Theming
LatticeUI is themed entirely through CSS custom properties compiled from W3C design tokens. There is no theme object, no provider, and no runtime cost - overriding a theme is just CSS.
The token layers
- Reference tokens (
--ts-color-*,--ts-space-*, ...) - raw palette and scales. Rarely overridden. - Semantic tokens (
--ts-bg-canvas,--ts-accent-default,--ts-fg-muted, ...) - what components actually consume. Override these to re-theme everything at once. - Component tokens (
--btn-bg,--alert-accent, ...) - per-component knobs documented in each component's Styling section.
Change the brand color
One rule re-themes every button, badge, focus ring, and accent in the system:
:root {
--ts-accent-default: oklch(0.65 0.2 300); /* purple instead of teal */
--ts-accent-emphasis: oklch(0.58 0.21 300);
--ts-accent-fg: oklch(0.78 0.16 300);
--ts-accent-subtle: oklch(0.3 0.08 300 / 0.35);
}Dark / light mode
Themes are keyed off data-theme on <html>. Both themes ship in tokens.css; switching is instant and SSR-safe.

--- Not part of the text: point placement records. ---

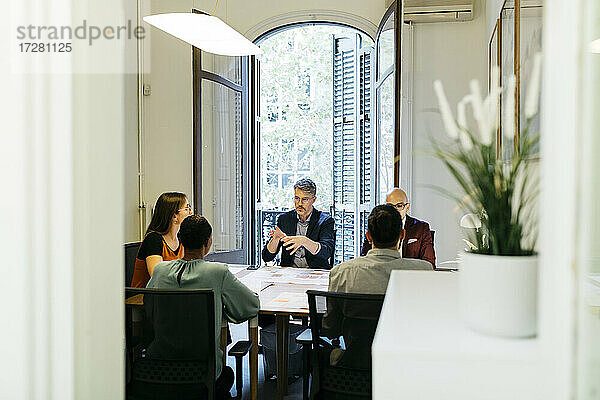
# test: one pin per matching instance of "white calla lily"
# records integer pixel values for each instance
(479, 113)
(447, 117)
(508, 122)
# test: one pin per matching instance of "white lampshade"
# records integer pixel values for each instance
(470, 221)
(204, 31)
(594, 46)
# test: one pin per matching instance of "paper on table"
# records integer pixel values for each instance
(289, 300)
(235, 269)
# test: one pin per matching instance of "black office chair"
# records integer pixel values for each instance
(131, 250)
(178, 356)
(350, 319)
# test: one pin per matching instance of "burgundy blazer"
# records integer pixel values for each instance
(418, 242)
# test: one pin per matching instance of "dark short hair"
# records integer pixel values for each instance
(307, 186)
(194, 232)
(385, 226)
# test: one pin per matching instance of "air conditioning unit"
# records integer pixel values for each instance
(438, 10)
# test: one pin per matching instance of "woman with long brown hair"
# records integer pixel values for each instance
(161, 242)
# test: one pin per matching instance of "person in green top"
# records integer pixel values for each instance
(232, 298)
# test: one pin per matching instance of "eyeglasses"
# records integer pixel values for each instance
(187, 208)
(304, 200)
(398, 206)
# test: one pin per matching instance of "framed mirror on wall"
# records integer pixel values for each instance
(516, 38)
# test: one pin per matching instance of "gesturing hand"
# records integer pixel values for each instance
(293, 243)
(277, 234)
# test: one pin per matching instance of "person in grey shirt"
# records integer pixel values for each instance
(368, 275)
(232, 298)
(304, 235)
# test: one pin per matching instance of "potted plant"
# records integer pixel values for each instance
(498, 274)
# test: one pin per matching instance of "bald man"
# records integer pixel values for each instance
(418, 242)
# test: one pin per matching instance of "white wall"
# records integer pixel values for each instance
(62, 167)
(455, 53)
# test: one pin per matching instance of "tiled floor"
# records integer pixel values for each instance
(266, 390)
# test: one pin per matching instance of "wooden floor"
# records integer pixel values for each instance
(266, 390)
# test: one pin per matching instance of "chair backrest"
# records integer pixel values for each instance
(131, 250)
(332, 258)
(353, 317)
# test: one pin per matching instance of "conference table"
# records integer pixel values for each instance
(282, 293)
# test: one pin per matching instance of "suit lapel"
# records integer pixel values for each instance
(410, 221)
(408, 225)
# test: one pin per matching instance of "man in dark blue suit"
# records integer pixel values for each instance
(304, 235)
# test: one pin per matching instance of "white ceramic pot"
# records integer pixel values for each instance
(498, 294)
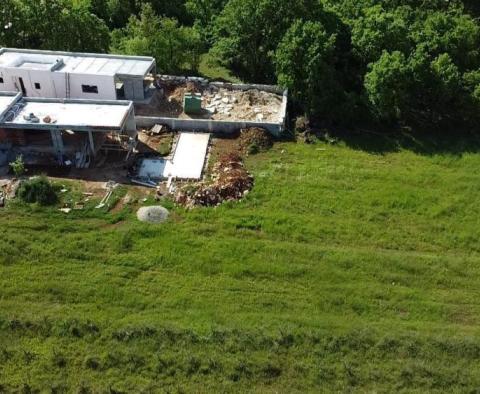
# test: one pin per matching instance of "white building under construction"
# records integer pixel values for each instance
(51, 74)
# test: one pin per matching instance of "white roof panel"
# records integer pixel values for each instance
(189, 157)
(88, 114)
(77, 63)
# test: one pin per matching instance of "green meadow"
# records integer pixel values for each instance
(352, 267)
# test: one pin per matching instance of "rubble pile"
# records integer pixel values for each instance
(255, 139)
(230, 181)
(254, 105)
(8, 189)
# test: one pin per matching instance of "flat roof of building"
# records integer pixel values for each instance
(63, 114)
(76, 63)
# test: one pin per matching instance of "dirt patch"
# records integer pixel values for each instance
(230, 181)
(254, 140)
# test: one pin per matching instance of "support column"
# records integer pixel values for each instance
(57, 144)
(90, 138)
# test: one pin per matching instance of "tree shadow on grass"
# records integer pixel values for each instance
(427, 143)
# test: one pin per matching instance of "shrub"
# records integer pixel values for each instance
(39, 190)
(18, 166)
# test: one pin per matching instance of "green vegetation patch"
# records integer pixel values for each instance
(344, 269)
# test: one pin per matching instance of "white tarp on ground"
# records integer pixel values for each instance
(189, 157)
(187, 163)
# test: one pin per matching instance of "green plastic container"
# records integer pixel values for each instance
(192, 103)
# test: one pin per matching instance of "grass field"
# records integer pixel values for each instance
(349, 267)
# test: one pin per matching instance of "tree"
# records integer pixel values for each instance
(247, 33)
(387, 85)
(306, 65)
(377, 30)
(175, 47)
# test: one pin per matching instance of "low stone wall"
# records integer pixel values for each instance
(211, 126)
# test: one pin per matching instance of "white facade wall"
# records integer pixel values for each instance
(53, 84)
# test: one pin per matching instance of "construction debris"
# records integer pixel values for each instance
(252, 105)
(110, 186)
(154, 214)
(230, 181)
(217, 103)
(8, 189)
(254, 140)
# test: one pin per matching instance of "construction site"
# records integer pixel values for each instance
(189, 131)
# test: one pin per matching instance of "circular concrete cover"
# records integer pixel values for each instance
(155, 214)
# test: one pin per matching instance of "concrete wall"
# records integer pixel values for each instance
(53, 84)
(105, 84)
(11, 78)
(212, 126)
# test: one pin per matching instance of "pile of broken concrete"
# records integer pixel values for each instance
(230, 181)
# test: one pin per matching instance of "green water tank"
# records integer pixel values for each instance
(192, 103)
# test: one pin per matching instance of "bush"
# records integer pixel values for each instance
(18, 167)
(39, 190)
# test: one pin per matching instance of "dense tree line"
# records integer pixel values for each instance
(343, 60)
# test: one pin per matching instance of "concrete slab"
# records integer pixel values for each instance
(187, 163)
(152, 168)
(189, 157)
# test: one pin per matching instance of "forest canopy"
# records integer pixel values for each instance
(343, 61)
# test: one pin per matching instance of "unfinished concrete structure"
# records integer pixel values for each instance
(63, 132)
(226, 107)
(53, 74)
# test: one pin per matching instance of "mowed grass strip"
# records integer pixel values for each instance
(343, 269)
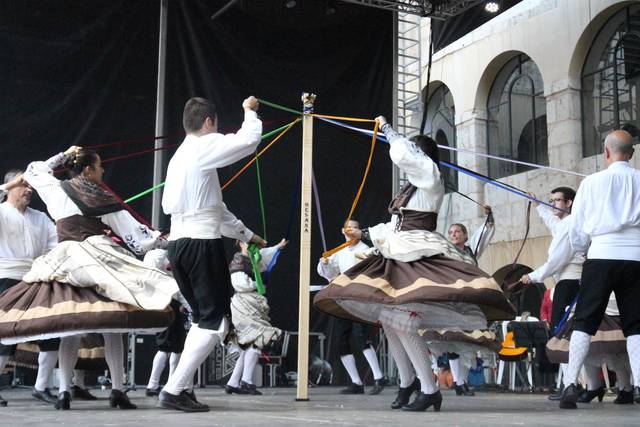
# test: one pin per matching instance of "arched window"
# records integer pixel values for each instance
(517, 117)
(610, 80)
(440, 126)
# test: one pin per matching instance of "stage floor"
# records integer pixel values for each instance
(326, 407)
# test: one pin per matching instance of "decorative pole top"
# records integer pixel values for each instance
(307, 102)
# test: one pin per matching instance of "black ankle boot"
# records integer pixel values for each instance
(404, 394)
(624, 398)
(64, 401)
(588, 395)
(423, 401)
(121, 400)
(569, 397)
(463, 390)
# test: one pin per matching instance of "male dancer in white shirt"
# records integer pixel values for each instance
(563, 262)
(606, 224)
(199, 219)
(25, 234)
(330, 268)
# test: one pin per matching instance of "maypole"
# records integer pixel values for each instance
(305, 246)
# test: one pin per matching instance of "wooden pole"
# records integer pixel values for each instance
(305, 247)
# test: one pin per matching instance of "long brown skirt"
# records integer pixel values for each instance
(51, 309)
(437, 279)
(608, 339)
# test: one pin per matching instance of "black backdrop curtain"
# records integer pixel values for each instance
(79, 73)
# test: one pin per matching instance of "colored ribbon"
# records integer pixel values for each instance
(265, 136)
(283, 130)
(359, 193)
(316, 198)
(255, 257)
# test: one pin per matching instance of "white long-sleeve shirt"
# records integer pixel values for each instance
(421, 171)
(481, 238)
(606, 214)
(39, 175)
(340, 261)
(24, 236)
(192, 194)
(563, 262)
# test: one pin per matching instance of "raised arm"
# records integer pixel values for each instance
(138, 237)
(329, 267)
(420, 169)
(219, 151)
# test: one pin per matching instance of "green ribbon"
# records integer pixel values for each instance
(261, 201)
(279, 107)
(255, 258)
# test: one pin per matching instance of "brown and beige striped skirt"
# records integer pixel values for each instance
(443, 299)
(51, 309)
(437, 279)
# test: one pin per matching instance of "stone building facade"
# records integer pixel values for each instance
(542, 82)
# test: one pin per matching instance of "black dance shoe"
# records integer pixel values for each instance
(353, 389)
(404, 394)
(378, 386)
(250, 388)
(624, 397)
(229, 389)
(150, 392)
(423, 401)
(569, 397)
(588, 395)
(463, 390)
(64, 401)
(181, 402)
(44, 396)
(121, 400)
(191, 394)
(80, 393)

<html data-theme="light"> <!-- or "dark" (default) -->Restyle a single component
Components expose stable data-scope/data-part attributes - a versioned styling API. Because all library CSS sits in @layer latticeui, your unlayered CSS always wins. No specificity wars, no !important:
/* square buttons, app-wide */
[data-scope="button"][data-part="root"] {
border-radius: 0;
}
/* or tweak one component token */
[data-scope="button"][data-part="root"][data-variant="solid"] {
--btn-bg: var(--ts-success-default);
}Scoped themes
Because everything is CSS variables, you can theme a subtree - useful for marketing sections or embedded widgets:
.promo-section {
--ts-accent-default: #f59e0b;
--ts-radius-md: 2px;
}Build your own token set
The source of truth is W3C design-token JSON in latticeui-tokens. Fork the JSON, run the build script, and you get a complete tokens.css plus typed TypeScript maps for your own brand.